Las pequeñas cosas son las que crean y destruyen las cosas grandes, la alegría, el valor, la esperanza o el amor. A las pequeñas cosas les gusta anidar en el corazón, en silencio, como hormiguitas afanosas que cavan largos túneles. Al principio pasan desapercibidas, parecen tonterías, es una sonrisa de medio lado, no especialmente bonita, un pelo rebelde que no obedece al cepillo, la risa tonta que no se puede contener, el olor a café por las mañanas, la sobremesa y algunas noches y más mucho más. No se les hace caso, parecen inofensivas, el cerebro las ignora y entonces se hacen fuertes y ya no se van. Para bien y para mal.
El amor, esa cosa tan grande, tiene mucho de pequeñas cosas, lo tiene todo. El amor que se explica con razones contundentes, no es amor, es otra cosa; pero el amor que no se sabe explicar, ese es el de verdad, porque ese «no lo se» esconde todas las pequeñas cosas. Es un amor de muchas, muchas, muchas cosas pequeñitas que se escurren entre los dedos de la razón y colonizan todo el ser. Fíate de quien no sabe por qué te quiere y ama tú del mismo modo.

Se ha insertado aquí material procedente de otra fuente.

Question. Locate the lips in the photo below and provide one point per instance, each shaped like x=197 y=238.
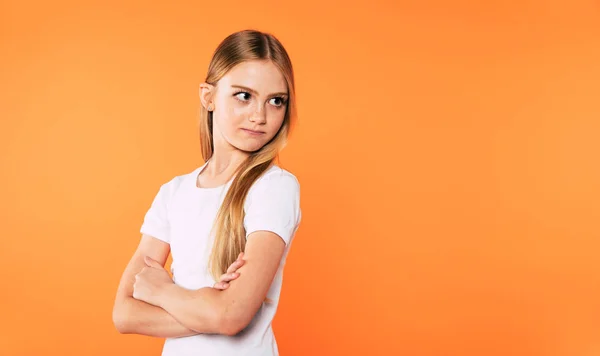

Pero el desamor también son pequeñas cosas, mucho más terribles, contra las que no se puede luchar. No son un gran enemigo al que atacar de frente, son pequeños infiltrados silenciosos que llegan de uno en uno y se convierten en una guerrilla. Al principio no se les da importancia, de insignificantes que son, pero cavan en silencio y sus túneles se extiende muy profundos.
¡Ay las pequeñas cosas! Tan maravillosas y tan terribles.